[erlang-questions] Why we need a -module() attribute?

Benoit Chesneau bchesneau@REDACTED
Thu Feb 25 08:24:20 CET 2016

i'm not sure if people complained but that the second time at least that
such topic fall on the mailing list to my knowledge.

One sure thing though is that people using elixir like the possibility to
mix multiples modules in one file . They find it convenient. At the end
multiples beam files will be created by the elixir compiler(builder?) .
Convenience is important when you have to code like we do today.
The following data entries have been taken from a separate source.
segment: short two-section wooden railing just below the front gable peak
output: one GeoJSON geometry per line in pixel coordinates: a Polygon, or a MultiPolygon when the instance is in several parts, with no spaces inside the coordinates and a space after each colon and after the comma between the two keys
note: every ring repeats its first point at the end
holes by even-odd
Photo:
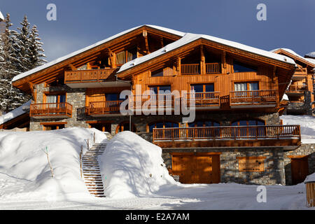
{"type": "MultiPolygon", "coordinates": [[[[221,73],[220,63],[206,63],[205,71],[206,74],[221,73]]],[[[181,64],[182,75],[198,75],[201,74],[200,64],[181,64]]]]}

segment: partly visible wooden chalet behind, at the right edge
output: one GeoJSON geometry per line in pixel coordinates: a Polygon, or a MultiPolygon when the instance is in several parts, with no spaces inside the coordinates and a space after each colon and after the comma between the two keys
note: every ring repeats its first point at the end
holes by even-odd
{"type": "Polygon", "coordinates": [[[302,57],[293,50],[279,48],[272,52],[290,57],[297,64],[297,69],[286,90],[288,106],[286,114],[312,115],[314,110],[314,68],[315,59],[302,57]]]}

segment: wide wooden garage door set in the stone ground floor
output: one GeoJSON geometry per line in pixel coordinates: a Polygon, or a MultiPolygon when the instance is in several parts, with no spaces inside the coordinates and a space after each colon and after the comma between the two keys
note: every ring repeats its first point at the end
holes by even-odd
{"type": "Polygon", "coordinates": [[[172,155],[172,173],[181,183],[220,183],[220,155],[172,155]]]}

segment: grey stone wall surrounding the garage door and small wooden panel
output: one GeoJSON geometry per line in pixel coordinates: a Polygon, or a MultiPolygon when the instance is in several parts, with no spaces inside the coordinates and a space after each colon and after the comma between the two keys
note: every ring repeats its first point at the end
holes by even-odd
{"type": "Polygon", "coordinates": [[[258,149],[163,149],[162,158],[167,168],[172,169],[172,157],[170,153],[204,153],[220,152],[221,183],[246,183],[258,185],[286,184],[283,151],[281,148],[258,149]],[[237,157],[263,156],[265,159],[264,172],[239,172],[237,157]]]}

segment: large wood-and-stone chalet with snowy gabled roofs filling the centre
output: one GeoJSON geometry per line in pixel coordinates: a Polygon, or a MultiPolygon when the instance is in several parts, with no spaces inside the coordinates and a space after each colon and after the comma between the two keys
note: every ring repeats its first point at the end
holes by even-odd
{"type": "Polygon", "coordinates": [[[182,183],[290,184],[287,154],[301,144],[300,126],[281,125],[279,110],[296,69],[285,55],[143,25],[12,83],[33,97],[31,131],[130,130],[162,147],[182,183]],[[120,113],[125,102],[130,113],[120,113]],[[191,113],[177,113],[182,106],[191,113]]]}

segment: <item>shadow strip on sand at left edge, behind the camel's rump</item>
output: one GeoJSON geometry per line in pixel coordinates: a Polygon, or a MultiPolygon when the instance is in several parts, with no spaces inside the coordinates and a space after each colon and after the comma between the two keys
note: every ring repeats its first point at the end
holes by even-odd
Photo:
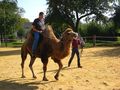
{"type": "Polygon", "coordinates": [[[19,55],[20,50],[0,51],[0,56],[19,55]]]}

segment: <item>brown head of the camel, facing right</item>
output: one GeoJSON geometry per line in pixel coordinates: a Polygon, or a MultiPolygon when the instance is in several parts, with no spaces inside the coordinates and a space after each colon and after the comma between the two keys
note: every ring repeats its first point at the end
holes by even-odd
{"type": "Polygon", "coordinates": [[[77,36],[78,36],[78,34],[76,32],[74,32],[71,28],[67,28],[63,32],[61,39],[66,40],[66,41],[72,41],[73,38],[75,38],[77,36]]]}

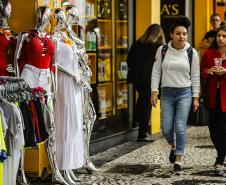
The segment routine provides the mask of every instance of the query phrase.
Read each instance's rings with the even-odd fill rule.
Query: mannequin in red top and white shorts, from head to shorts
[[[54,56],[54,44],[45,29],[49,23],[50,9],[37,9],[37,24],[34,30],[21,33],[17,43],[16,62],[21,77],[31,88],[42,87],[50,93],[50,68]]]

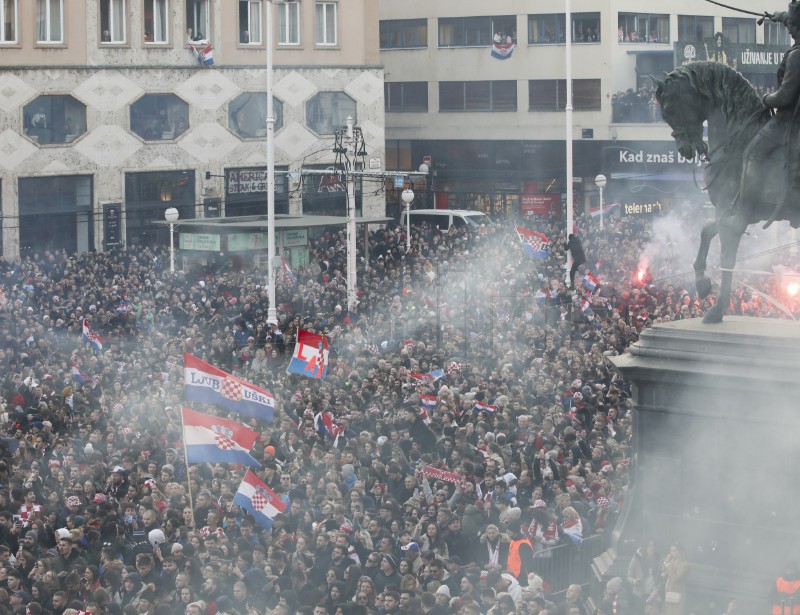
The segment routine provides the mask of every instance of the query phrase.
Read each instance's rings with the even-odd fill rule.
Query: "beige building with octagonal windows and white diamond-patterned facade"
[[[265,214],[268,43],[276,212],[344,215],[335,177],[286,172],[332,167],[348,116],[384,163],[372,0],[1,0],[0,22],[6,257],[167,241],[168,207]]]

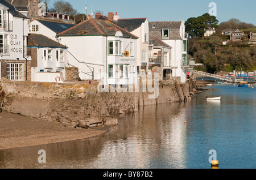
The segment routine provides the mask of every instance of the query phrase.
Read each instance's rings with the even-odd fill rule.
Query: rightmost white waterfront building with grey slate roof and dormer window
[[[172,47],[171,75],[180,77],[181,83],[187,79],[188,36],[185,33],[184,21],[179,22],[149,22],[149,37],[159,38]]]

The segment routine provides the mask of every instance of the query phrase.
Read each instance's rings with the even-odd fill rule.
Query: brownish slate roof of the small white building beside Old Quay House
[[[32,46],[48,48],[67,48],[67,46],[62,45],[59,42],[53,41],[44,35],[34,33],[28,34],[27,46],[28,48]]]

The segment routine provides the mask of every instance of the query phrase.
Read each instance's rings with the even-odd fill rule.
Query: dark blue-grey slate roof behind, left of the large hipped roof
[[[69,23],[63,23],[63,22],[57,22],[53,20],[42,20],[42,19],[36,19],[38,22],[45,25],[47,28],[51,29],[55,33],[60,33],[63,31],[66,31],[69,28],[74,27],[76,24],[69,24]]]

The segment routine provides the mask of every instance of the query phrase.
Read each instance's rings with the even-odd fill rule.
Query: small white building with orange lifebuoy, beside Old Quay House
[[[66,46],[44,35],[29,34],[27,49],[32,58],[32,82],[64,82]]]

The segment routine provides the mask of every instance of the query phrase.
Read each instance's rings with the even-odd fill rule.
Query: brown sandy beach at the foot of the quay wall
[[[75,128],[57,122],[0,113],[0,149],[85,139],[108,132],[108,127]]]

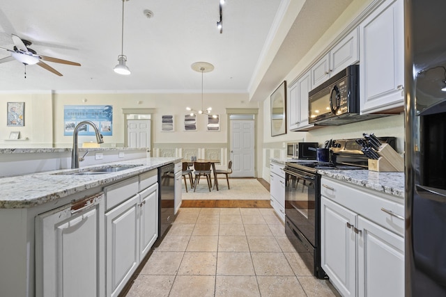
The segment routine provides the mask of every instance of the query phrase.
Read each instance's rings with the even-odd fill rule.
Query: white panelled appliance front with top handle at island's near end
[[[36,296],[104,296],[103,198],[36,216]]]

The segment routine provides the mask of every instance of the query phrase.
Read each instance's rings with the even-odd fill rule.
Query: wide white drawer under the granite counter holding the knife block
[[[321,179],[321,195],[369,218],[400,236],[404,234],[404,204],[398,198],[344,182]]]

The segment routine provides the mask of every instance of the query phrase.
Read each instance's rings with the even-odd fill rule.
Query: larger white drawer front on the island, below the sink
[[[121,204],[128,198],[137,195],[139,190],[139,177],[125,179],[122,182],[112,184],[104,188],[105,193],[105,211]]]

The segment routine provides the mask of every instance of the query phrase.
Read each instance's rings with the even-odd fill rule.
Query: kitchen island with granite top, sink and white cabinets
[[[117,283],[115,280],[111,280],[110,284],[106,283],[105,275],[110,274],[107,273],[109,266],[116,264],[116,267],[122,268],[123,266],[119,265],[123,264],[123,260],[116,257],[106,258],[105,254],[112,255],[109,252],[115,249],[114,252],[119,255],[118,249],[122,246],[116,246],[121,242],[116,238],[112,242],[115,246],[110,249],[110,245],[107,246],[107,244],[112,238],[110,236],[115,236],[115,234],[107,236],[107,238],[106,234],[115,230],[126,236],[127,234],[135,235],[130,237],[134,239],[135,244],[124,241],[125,247],[134,246],[137,252],[142,251],[143,247],[139,243],[143,243],[144,236],[140,232],[144,228],[151,228],[151,231],[155,232],[155,235],[157,234],[157,230],[154,230],[152,226],[155,222],[154,218],[157,218],[157,207],[159,207],[157,201],[157,168],[168,163],[178,164],[180,160],[179,158],[141,158],[86,166],[79,169],[54,170],[0,179],[1,295],[60,296],[60,291],[56,290],[52,291],[53,294],[47,294],[47,291],[45,291],[47,288],[43,285],[43,279],[48,275],[48,273],[43,273],[46,269],[45,265],[51,263],[48,259],[43,259],[43,255],[48,254],[47,247],[56,249],[57,246],[57,241],[52,244],[52,241],[49,241],[48,244],[48,237],[45,232],[49,235],[56,234],[57,239],[59,234],[71,236],[82,228],[86,230],[85,234],[89,235],[89,239],[72,242],[73,250],[71,252],[66,250],[66,258],[63,257],[63,261],[70,259],[71,264],[79,263],[79,265],[82,265],[81,267],[84,268],[78,269],[79,275],[91,271],[89,266],[83,265],[93,265],[93,275],[97,277],[91,282],[91,286],[95,286],[96,294],[94,295],[114,296],[118,294],[123,285],[122,282]],[[93,175],[83,175],[82,173],[118,167],[125,167],[125,170]],[[81,207],[82,209],[77,209],[77,203],[83,201],[85,203]],[[90,205],[93,204],[98,206],[90,208]],[[147,207],[148,205],[150,207]],[[85,213],[83,212],[84,207]],[[145,211],[150,215],[149,220],[141,220]],[[75,219],[59,225],[58,223],[54,224],[52,228],[45,227],[47,226],[45,225],[47,218],[57,219],[54,214],[57,214],[57,217],[59,217],[59,214],[60,216],[74,215]],[[79,224],[81,218],[86,223]],[[92,222],[93,225],[89,225]],[[117,224],[121,222],[126,223],[127,226],[134,226],[136,229],[132,232],[123,232],[123,230],[116,229],[118,228]],[[78,237],[75,238],[78,239]],[[150,240],[150,243],[153,244],[153,239]],[[59,242],[59,248],[66,248],[62,243],[66,242]],[[78,256],[79,253],[83,255],[84,249],[89,257],[72,256],[72,253]],[[91,250],[95,251],[93,256]],[[60,252],[60,250],[57,251]],[[45,254],[45,252],[47,253]],[[54,255],[55,253],[49,254]],[[136,254],[135,259],[130,261],[131,269],[114,271],[114,273],[123,273],[125,278],[128,278],[131,271],[134,271],[135,266],[141,261],[140,253]],[[93,259],[94,261],[86,261],[86,259]],[[61,259],[56,260],[61,261]],[[124,264],[127,265],[128,262]],[[49,276],[54,276],[54,279],[56,279],[60,277],[59,273],[60,271],[58,273],[53,271]],[[56,286],[56,284],[52,285]],[[84,287],[88,287],[87,284]]]

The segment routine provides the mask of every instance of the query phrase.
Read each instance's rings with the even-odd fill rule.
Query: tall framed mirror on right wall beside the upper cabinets
[[[271,94],[271,136],[286,134],[286,81]]]

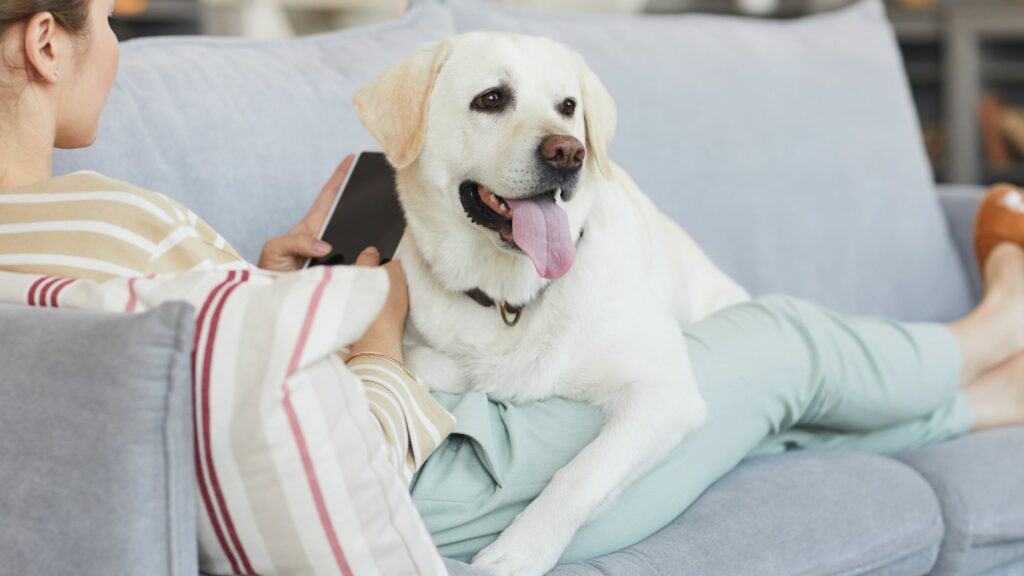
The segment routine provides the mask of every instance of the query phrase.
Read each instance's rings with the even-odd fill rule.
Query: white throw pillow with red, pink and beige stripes
[[[435,575],[364,385],[336,351],[387,295],[379,269],[195,271],[105,282],[0,273],[0,301],[196,308],[200,566],[211,574]]]

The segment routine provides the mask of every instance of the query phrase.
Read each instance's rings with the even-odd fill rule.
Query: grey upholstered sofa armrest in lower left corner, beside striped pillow
[[[196,573],[191,316],[0,304],[0,572]]]

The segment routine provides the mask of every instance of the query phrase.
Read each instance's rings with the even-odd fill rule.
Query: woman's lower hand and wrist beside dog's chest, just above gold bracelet
[[[376,266],[380,264],[380,253],[371,246],[359,253],[355,259],[355,265]],[[406,317],[409,315],[409,288],[406,286],[406,273],[401,270],[399,260],[391,260],[382,268],[387,272],[390,281],[387,300],[374,323],[370,325],[358,341],[349,346],[349,351],[351,354],[376,352],[398,362],[403,362],[401,358],[401,333],[406,329]]]

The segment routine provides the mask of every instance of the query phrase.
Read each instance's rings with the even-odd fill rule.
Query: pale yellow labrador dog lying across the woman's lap
[[[748,299],[608,160],[615,105],[544,38],[427,44],[355,95],[408,219],[410,367],[432,387],[593,403],[600,435],[473,561],[551,569],[577,530],[698,427],[680,332]]]

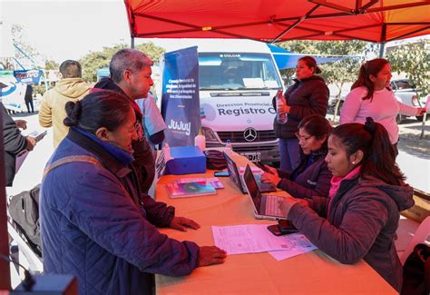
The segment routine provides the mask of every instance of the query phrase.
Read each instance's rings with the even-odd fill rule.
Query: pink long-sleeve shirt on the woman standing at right
[[[366,117],[372,117],[375,122],[386,127],[390,142],[397,143],[397,114],[412,116],[416,114],[416,108],[398,102],[395,93],[386,88],[375,91],[373,99],[364,101],[363,97],[366,96],[366,93],[366,87],[357,87],[347,94],[340,110],[340,123],[365,123]]]

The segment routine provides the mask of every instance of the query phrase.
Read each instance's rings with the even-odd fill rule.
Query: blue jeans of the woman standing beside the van
[[[300,163],[300,146],[297,138],[279,138],[280,170],[292,172]]]

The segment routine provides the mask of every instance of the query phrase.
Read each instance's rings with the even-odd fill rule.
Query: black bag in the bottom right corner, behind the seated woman
[[[417,244],[403,266],[402,295],[430,293],[430,247]]]

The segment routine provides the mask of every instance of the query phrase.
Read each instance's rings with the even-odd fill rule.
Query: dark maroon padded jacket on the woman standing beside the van
[[[301,81],[295,80],[285,92],[287,104],[291,107],[288,113],[288,122],[280,124],[276,118],[273,123],[275,135],[278,138],[296,138],[298,123],[309,114],[318,113],[326,116],[328,104],[328,87],[324,79],[313,75]],[[276,109],[276,97],[273,98],[273,106]]]

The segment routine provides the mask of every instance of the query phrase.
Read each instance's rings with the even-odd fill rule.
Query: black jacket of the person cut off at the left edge
[[[5,105],[0,103],[3,117],[3,141],[5,155],[5,181],[6,186],[12,186],[15,178],[16,155],[27,147],[27,139],[21,135],[14,119],[7,113]]]

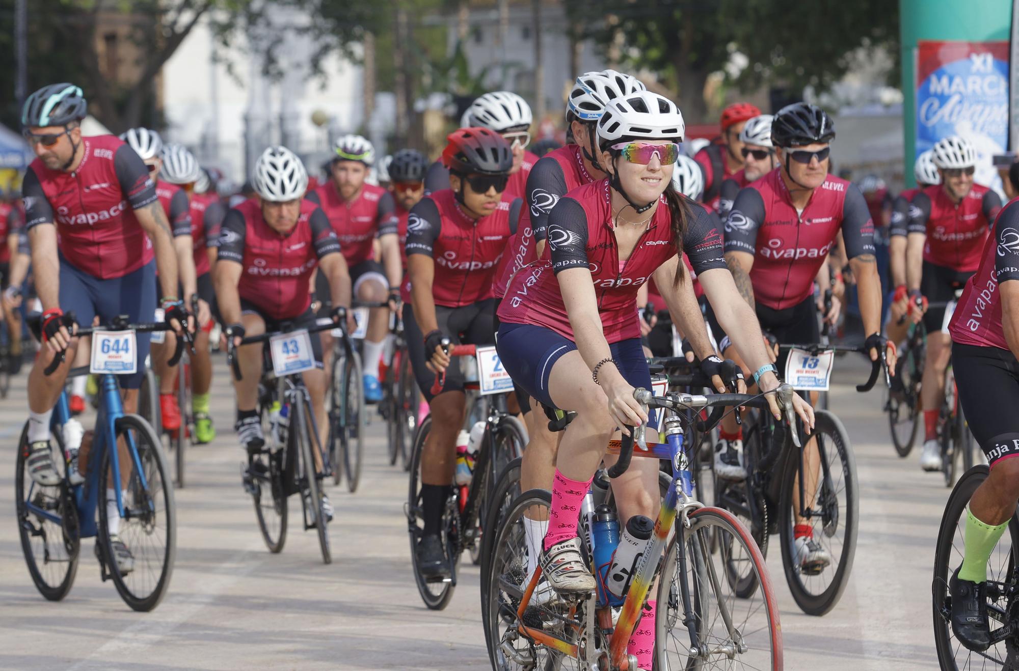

I don't really understand all the complexity in that thread. Reading Joe
response i understand that the current implementation is not that flexible.
But how difficult it would be to trick the compiler to find module blocks?
(like in c++ with objects). Namespace collision can be detected at
compilation. case sensitivity is imo out of topic since anyway no real
solution exist.

So coming back to my initial idea why having something like


couldd't be handeld by the compiler to recreate a module file and handle it
that way? I guess the main difficulty is for the debugging. The generated
module will need to be annotated to tell where to find the initial line of
code and there are probably some other details of implementation. Anyway
what do you think about it?

- benoît
On Thu, 25 Feb 2016 at 04:00, Richard A. O'Keefe <ok@REDACTED> wrote:

> On 25/02/16 1:53 pm, Loïc Hoguin wrote:
> >
> > A similar but larger pain point that's been rationalized by people
> > used to Erlang is the expression separators.
> I take it you're referring to commas, semicolons, and full stops.
> We have a complete solution to that called LFE.
> We also have Elixir, which has enough syntactic weirdness of its own
> that I decided not to use it.
> I briefly played with a Haskell-inspired syntax for Erlang, which I still
> think would be a good idea.  One thing I certainly kept in that design
> was -module directives because of the good they do.
> I wouldn't say that I've *rationalised* the issue, just that I stopped
> falling off that particular bike very very quickly.
> I don't think there is any point in trying to "fix" Erlang syntax as it
> stands.  I *do* think there is point in developing a whole *new*
> self-consistent
> syntax from the ground up, just like D didn't so much fix C's syntax as
> replace it.
> (By the way, am I the only person here who remembers that Algol 68
> used ";" for sequence and "," for parallel?  Hands up everyone on the
> list who has an Algol 68 implementation on their machine.)